About eight months ago now, Aparna (the Associate Director of CASI Student Programs) asked us to write blogs during our time at our internships. The last blog, she told us, was to be written after our return home from India.
Although it’s been a long while since I’ve said my (temporary) goodbyes to India, I’ve yet to return “home.” Studying abroad in Morocco this semester, at times I’ve felt suspended in a strange limbo–my time in India and Morocco has in some ways bled together. I mentioned to a friend this morning that looking back, these seven months have been characterized by a constant state of not being at home. And while it’s been exhilarating and empowering, it’s also come to be exhausting.
When I was traveling throughout this semester, or struggling with something new and unfamiliar, I’d often ask myself where I felt “most home.” My current home stay in Rabat? Our room on Sarjapur Road, in Bangalore? My old apartment in Philly, or my parents ‘ home in Georgia?
In many ways, I had come to believe that home is a feeling more so than a place. At the beginning of this summer, I told myself I was coming “home-ish” when I was coming to India. I had always felt comfortable there. Yet, ironically, my time in India only showed me how much I don’t know about it, how in many ways, India is in fact not home for me.
The first few weeks I spent working in Bangalore, I realized I knew next to nothing about Indian history. I had rarely read any South Asian authors that were not American. I scrambled to find books and recommendations to educate myself. When I spent time with Indian friends, I would constantly hear “you’re so American!” Despite the fact that I knew Telugu, which gave me some comfort and validation, my Hindi speaking skills were almost non-existent and I knew no Kannada.
When one of my friends visited me at the end of the summer in my birthplace of Hyderabad, he was amused that I didn’t know much of its history. “Aren’t you from here?” he asked.
So what exactly was my relationship with India, my relationship with “home?” If home wasn’t a place and it wasn’t entirely a feeling, what was it, then? What was it for me, as a child of immigrants and an immigrant myself? As someone that has so often felt pulled in both directions?
When I was younger, as each summer holiday approached, I would excitedly ask my mom, “Amma, are we going to India this summer?” My mom would say yes, and if the answer was a no, then it was presumed that we would visit the summer after. If not, at the most, the winter break or summer after that. (We were privileged enough to be able to afford these frequent trips–a privilege that not all South Asian immigrants possess.)

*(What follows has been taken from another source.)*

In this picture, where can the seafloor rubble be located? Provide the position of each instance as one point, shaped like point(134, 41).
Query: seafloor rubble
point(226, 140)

In the years after the passing of my grandparents, these conversations subsided. There was no longer as much excitement on the part of my parents to visit. After the passing of her own mother, my mom would often tell me she had “nothing to go back to in India.” Although she was born, raised, and spent a portion of her adult life there, my mom’s feeling of home in India was very much characterized by being with her parents and her family.
To a much much lesser degree, that resonated. It wasn’t the fact that I was born in India that made it comfortable—it was the summers spent there in my grandparents’ small town in Telangana. It was the muggy evenings spent on their terrace swing, eating hot pakodas and playing games with my aunts. It was the mornings waking up to roosters and Ammamma’s dosas. The sound of Tatayya’s bellowing voice and Ammamma’s jingling bangles–this was what “home” in India sounded like. Their infinite and gentle love, their endless patience for my antics–this is what it felt like.
With their deaths, much of that disappeared. A lot of my family emigrated from India or dispersed within it, and India was no longer the same. It was no longer home in the same way.
Yet within the shadows of that loss, a new relationship with India emerged. Two years after my Ammamma’s passing marked the first time I visited India on my own. More recent visits and working with CASI this summer have afforded me opportunities to form new relationships, forge new friendships.
When I think of India now, I imagine monsoon days in Bangalore or hours spent in autos in the city’s traffic. I think of chai chats with co-workers on the office terrace, evenings out in Indiranagar, or long nights spent in my friends’ apartment in Koramangala. I think of visiting my mom in Hyderabad and her teaching me how to buy groceries in an Indian supermarket. I imagine sitting in my aunt’s new apartment far away from Telangana, eating her amazing alugudda vepudu and annam nevertheless.
As with anything, my relationship with India has been fluid. Feelings of home there have shifted. Yet, the fact that it is people that make me feel loved and welcomed there remains the same.
In the process of these seven months, that lesson has been more explicitly reinforced. It is communities–of family and new friends in India, and of immigrant and fellow South Asians in America, that make me home. It is people, more so than the place, that generate that feeling of home.
So while I often crave to come home to India, right now I also yearn to go home to America. I go home to my parents, and to my family. I go home to the people that make it home, the people that have carried bits and pieces of India with them that they’ve passed onto me. And despite the fact that I am returning to a country that has told me, after this November 8th, that it explicitly does not want me, I go home still.